The Three Gorges Dam
The Three Gorges Dam is the world’s largest hydropower project and most notorious dam. The massive project sets records for number of people displaced (more than 1.2 million), number of cities and towns flooded (13 cities, 140 towns, 1,350 villages), and length of reservoir (more than 600 kilometres). The project has been plagued by corruption, spiralling costs, environmental impacts, human rights violations and resettlement difficulties.
Since the beginning of the Han Dynasty 2,300 years ago, there have been 214 major floods recorded, averaging 1 flood every ten years. Within this past century, there have been five major floods that were recorded to have claimed hundreds of millions of lives, millions of acres of farmland, destroyed thousands of homes, and billions of dollars of damage. In 1998, a flood of such catastrophic level in the Three Gorges area caused 4,000 casualties, left 14 million people homeless, and created $24 billion in economic loss.

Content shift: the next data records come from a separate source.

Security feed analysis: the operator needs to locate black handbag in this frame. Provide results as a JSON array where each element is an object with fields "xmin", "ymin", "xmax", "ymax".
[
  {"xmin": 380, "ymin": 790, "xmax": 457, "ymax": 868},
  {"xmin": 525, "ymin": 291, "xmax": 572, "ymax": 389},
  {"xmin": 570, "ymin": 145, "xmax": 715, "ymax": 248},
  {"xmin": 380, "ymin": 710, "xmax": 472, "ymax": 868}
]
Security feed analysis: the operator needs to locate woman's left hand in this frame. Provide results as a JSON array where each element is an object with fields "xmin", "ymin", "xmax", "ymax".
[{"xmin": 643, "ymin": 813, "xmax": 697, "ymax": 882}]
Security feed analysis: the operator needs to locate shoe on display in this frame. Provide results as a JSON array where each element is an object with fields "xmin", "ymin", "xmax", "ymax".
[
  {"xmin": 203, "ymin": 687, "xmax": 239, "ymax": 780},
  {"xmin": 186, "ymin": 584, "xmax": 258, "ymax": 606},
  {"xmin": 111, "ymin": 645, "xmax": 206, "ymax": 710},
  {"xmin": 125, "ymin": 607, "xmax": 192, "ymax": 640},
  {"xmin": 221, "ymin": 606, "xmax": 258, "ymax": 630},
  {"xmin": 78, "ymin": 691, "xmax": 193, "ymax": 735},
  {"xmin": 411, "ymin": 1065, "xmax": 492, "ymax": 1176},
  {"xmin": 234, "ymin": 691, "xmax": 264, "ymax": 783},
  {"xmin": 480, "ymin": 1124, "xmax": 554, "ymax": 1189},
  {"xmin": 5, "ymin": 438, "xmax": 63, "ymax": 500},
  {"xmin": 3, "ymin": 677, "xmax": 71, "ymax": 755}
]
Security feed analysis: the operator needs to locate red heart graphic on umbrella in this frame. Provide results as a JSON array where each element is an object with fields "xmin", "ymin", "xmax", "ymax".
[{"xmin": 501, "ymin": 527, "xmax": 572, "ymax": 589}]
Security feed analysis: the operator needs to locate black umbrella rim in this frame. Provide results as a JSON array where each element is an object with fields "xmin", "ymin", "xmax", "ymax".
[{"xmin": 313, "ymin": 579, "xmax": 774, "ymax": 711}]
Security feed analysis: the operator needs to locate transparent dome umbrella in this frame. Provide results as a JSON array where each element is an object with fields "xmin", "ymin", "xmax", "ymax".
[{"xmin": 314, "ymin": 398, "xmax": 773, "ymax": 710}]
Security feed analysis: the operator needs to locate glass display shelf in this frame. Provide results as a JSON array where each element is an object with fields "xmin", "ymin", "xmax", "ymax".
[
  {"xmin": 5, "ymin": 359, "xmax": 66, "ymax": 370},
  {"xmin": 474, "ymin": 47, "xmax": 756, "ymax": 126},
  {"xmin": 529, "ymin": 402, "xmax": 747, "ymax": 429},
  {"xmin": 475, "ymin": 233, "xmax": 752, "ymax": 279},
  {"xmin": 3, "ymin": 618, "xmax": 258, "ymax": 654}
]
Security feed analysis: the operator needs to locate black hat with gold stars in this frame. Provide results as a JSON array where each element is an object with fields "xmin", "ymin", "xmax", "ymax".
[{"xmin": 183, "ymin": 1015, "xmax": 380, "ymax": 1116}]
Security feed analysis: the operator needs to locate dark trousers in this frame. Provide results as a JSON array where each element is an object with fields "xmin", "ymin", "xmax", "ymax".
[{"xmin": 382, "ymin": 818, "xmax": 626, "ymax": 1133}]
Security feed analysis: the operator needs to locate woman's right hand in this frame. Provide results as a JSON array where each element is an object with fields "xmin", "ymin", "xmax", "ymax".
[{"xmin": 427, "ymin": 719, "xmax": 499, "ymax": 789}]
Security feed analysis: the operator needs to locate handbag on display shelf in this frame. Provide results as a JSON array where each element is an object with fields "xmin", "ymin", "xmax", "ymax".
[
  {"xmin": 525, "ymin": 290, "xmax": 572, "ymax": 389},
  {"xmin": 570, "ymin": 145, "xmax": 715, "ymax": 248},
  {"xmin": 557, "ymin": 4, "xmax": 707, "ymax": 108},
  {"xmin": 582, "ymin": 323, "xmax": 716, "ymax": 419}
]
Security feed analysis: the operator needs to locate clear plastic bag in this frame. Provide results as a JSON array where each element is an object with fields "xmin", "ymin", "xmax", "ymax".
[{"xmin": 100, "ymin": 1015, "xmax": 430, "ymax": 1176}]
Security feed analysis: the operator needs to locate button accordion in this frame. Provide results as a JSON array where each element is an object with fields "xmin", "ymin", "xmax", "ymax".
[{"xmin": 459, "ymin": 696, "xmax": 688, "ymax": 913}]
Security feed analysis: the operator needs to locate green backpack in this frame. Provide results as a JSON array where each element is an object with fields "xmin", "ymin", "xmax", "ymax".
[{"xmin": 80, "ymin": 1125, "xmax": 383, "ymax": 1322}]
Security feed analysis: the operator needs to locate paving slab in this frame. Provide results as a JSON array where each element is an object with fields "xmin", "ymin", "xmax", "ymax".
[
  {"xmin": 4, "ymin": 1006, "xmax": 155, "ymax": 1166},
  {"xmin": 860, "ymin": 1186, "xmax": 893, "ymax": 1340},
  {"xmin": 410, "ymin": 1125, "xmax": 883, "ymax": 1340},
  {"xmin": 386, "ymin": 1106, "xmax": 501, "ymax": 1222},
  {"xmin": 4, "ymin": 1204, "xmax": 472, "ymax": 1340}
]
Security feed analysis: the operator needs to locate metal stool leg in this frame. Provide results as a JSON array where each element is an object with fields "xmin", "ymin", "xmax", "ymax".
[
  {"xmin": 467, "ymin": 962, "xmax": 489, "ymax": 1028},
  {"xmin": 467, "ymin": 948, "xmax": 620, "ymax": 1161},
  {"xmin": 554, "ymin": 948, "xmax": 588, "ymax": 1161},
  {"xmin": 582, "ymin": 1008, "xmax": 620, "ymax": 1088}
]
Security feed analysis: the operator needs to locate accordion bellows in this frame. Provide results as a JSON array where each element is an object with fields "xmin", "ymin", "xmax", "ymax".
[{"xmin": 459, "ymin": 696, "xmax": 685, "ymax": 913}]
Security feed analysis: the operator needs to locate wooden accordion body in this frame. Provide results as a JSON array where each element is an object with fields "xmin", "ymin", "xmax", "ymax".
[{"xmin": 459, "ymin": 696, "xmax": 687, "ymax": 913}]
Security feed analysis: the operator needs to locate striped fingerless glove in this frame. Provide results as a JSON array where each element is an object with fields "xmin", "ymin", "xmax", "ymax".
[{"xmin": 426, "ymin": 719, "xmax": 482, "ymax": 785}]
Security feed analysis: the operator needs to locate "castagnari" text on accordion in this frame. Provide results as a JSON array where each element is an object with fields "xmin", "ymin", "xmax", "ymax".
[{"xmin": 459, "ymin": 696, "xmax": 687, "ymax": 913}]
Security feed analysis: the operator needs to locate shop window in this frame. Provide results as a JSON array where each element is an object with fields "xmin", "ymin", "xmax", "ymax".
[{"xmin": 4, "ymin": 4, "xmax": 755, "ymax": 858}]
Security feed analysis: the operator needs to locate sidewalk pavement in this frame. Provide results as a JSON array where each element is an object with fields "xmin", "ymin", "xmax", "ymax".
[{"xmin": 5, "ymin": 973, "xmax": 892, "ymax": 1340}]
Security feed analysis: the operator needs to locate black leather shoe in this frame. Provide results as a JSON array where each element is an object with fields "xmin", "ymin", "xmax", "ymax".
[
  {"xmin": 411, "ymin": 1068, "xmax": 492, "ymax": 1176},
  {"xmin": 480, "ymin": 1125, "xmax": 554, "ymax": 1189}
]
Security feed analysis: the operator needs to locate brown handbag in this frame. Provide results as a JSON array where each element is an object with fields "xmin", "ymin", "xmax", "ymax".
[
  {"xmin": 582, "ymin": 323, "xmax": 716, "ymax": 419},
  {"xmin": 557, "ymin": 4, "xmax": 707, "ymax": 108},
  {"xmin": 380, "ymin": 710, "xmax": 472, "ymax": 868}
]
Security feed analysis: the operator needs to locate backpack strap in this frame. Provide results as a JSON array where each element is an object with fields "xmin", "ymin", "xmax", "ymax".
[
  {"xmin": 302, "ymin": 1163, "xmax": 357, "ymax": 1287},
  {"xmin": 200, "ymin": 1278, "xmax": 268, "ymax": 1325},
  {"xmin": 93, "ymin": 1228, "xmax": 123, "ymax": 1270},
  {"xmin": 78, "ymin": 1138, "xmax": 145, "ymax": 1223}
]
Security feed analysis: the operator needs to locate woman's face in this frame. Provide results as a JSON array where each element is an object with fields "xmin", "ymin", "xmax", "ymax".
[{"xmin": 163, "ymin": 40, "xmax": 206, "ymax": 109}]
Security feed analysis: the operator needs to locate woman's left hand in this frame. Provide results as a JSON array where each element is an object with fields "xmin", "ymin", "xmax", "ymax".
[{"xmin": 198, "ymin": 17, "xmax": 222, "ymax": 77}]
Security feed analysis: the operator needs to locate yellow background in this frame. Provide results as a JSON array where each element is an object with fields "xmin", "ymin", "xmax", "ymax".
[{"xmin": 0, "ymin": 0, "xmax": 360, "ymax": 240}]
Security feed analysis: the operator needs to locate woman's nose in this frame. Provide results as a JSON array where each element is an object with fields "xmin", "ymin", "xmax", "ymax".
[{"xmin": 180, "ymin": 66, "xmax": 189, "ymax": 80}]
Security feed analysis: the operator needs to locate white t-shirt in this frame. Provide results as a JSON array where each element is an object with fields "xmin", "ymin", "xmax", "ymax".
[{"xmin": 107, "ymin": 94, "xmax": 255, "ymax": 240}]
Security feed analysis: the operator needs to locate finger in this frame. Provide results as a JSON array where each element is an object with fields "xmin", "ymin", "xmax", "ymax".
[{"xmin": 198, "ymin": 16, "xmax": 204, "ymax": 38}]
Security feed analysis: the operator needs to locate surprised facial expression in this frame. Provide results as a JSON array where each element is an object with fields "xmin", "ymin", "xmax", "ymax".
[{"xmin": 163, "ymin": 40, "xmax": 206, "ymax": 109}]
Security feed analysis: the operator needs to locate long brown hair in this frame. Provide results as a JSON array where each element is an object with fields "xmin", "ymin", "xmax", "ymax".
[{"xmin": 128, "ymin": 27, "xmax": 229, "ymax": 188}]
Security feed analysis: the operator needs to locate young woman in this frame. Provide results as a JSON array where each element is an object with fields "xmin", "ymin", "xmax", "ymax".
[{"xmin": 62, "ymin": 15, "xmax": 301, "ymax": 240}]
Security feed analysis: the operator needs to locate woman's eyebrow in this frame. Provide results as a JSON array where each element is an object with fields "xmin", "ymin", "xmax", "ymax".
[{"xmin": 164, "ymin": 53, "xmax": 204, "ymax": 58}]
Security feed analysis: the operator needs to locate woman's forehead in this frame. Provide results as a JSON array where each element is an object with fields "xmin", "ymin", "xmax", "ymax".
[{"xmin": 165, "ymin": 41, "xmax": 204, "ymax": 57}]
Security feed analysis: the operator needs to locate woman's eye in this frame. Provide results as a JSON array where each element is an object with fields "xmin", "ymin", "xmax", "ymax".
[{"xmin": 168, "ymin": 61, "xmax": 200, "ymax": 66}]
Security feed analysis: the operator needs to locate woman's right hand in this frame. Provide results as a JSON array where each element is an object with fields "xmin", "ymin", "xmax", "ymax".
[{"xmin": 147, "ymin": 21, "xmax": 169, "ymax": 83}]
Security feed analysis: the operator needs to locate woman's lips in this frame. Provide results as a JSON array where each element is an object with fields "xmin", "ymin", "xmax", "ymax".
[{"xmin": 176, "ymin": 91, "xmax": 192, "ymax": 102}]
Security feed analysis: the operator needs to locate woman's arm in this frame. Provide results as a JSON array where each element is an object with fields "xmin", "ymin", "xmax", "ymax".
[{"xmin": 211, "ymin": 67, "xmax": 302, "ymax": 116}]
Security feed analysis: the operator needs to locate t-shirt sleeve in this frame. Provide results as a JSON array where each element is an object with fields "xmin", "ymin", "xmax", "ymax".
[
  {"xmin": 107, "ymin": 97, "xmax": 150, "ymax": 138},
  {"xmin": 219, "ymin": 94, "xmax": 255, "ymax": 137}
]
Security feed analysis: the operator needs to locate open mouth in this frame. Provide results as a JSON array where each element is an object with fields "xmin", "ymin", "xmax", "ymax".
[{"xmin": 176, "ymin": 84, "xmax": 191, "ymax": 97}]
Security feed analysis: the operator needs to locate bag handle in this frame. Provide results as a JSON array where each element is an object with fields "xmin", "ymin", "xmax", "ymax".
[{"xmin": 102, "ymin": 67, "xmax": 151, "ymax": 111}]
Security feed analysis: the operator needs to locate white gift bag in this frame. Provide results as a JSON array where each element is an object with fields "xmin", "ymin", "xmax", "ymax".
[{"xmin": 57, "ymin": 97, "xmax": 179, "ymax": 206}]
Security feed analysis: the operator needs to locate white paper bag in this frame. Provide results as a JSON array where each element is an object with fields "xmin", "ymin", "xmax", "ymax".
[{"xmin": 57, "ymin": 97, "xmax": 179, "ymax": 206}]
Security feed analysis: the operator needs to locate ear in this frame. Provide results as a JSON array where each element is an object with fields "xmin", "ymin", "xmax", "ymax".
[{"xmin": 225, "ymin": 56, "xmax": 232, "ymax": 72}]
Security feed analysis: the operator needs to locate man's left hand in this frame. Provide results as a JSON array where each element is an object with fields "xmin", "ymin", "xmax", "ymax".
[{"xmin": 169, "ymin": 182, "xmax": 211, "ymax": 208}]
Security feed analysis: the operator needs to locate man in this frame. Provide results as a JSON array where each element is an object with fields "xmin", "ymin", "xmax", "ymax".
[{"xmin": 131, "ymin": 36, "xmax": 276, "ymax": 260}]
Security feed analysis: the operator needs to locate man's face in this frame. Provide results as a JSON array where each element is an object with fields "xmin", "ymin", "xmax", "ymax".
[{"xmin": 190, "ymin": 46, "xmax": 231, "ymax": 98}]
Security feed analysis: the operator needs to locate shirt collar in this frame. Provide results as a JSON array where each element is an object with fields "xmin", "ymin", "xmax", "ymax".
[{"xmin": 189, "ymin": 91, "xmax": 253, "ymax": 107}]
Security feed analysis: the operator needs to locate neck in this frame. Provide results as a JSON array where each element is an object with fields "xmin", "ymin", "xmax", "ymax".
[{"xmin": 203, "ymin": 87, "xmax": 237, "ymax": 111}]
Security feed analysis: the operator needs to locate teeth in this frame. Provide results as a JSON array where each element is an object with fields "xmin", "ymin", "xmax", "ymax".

The proponents of the Three Gorges Dam believe that it will serve to protect 15 million people and 1.5 million acres of farmland in areas of the Yangtze River that are vulnerable to flooding. In order to do this, the water height of the reservoir upstream from the dam will change according to season. During the dry season, from November to April, the water level will be allowed to reach 185 meters above sea level, but during the flooding months, the water level will be reduced to 135 meters in order to attempt to contain flood waters.
The Three Gorges Dam will substantially benefit China's economic development. It is commonly known that energy is critical to economic development, particularly in a country where heavy industry is the future. By supplying roughly 10% of China's electricity, this dam adds to economic production like no other single dam has in history. This will be critical to China's economic development moving forward.